November 23, 2009 Leave a comment Go to comments
The fact that Skype (NewsAlert) and other providers who rely on SIP trunking technology must work with IP-PBXs that have been tested for interoperability with the service, is emerging as a significant market driver in some interesting ways, an analyst with an IT research firm told TMCnet in an interview.
 
According to Diane Myers, directing analyst for Service Provider VoIP & IMS at Infonetics, the exception to that rule are instances where SPs use an enterprise SBC from a company such as Acme Packet (NewsAlert). That helps businesses use, for example, the Skype for SIP service even when they do not have an interoperable PBX – specifically, by using the SBC as an interconnection between the premises equipment and the Skype trunks.
 
That’s essential – especially as more and more businesses move to advanced communications solutions and the adoption of UC, particularly video conferencing services, rises.
 
Recently, a number of vendors and suppliers announced solutions that are interoperable with Skype – a name once synonymous with video-based communications that, through offerings such as smartphone apps, is now increasingly becoming synonymous with pure voice communications, too.

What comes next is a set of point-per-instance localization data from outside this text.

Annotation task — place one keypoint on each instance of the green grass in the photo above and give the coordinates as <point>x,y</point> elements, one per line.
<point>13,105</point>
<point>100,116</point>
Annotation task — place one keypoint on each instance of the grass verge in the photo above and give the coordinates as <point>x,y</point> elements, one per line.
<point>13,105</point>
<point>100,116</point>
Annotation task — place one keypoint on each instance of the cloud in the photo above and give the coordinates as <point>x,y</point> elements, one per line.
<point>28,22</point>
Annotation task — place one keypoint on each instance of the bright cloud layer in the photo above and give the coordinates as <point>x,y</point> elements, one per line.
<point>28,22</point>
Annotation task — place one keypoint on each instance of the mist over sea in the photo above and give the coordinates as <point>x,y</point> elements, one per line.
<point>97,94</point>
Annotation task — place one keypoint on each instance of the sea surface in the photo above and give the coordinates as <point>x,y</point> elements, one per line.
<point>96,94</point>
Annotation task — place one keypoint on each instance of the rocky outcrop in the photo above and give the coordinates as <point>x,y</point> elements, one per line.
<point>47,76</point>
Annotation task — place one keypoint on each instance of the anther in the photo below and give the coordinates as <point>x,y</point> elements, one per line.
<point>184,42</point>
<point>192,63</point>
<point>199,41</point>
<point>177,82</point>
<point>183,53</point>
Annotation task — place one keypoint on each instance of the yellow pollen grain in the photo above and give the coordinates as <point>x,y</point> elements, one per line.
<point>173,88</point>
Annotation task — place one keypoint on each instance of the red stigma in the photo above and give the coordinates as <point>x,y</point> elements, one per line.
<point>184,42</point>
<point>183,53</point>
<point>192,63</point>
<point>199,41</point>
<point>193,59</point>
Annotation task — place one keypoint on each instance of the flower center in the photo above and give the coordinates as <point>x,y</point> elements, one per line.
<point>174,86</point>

                                                                                           
Asked what’s fueling the push from those vendors and suppliers, Myers told TMCnet that the first point of interoperability is always with the IP-PBX (NewsAlert) itself.
 
For any service provider seeking to offer SIP trunking, Myers said, rigorous interoperability testing is required so that an actual interconnection with the IP-PBX can be achieved.
 
While some PBX manufactures may engage with a service provider such as Skype, there can be a burden placed on the service provider in this process, since vendors don’t need direct involvement to achieve the testing, Myers told TMCnet.
 
Skype’s SIP for Businesses is one way the popular company is targeting the business user. Launched in 2009, and currently in beta, this offering is much different from the company’s typical offering as Skype is focusing on IP business connectivity. However barriers exist, Myers pointed out, since businesses must bring their own broadband connection, this will create a challenge since Skype will need to manage the quality of service of its offering.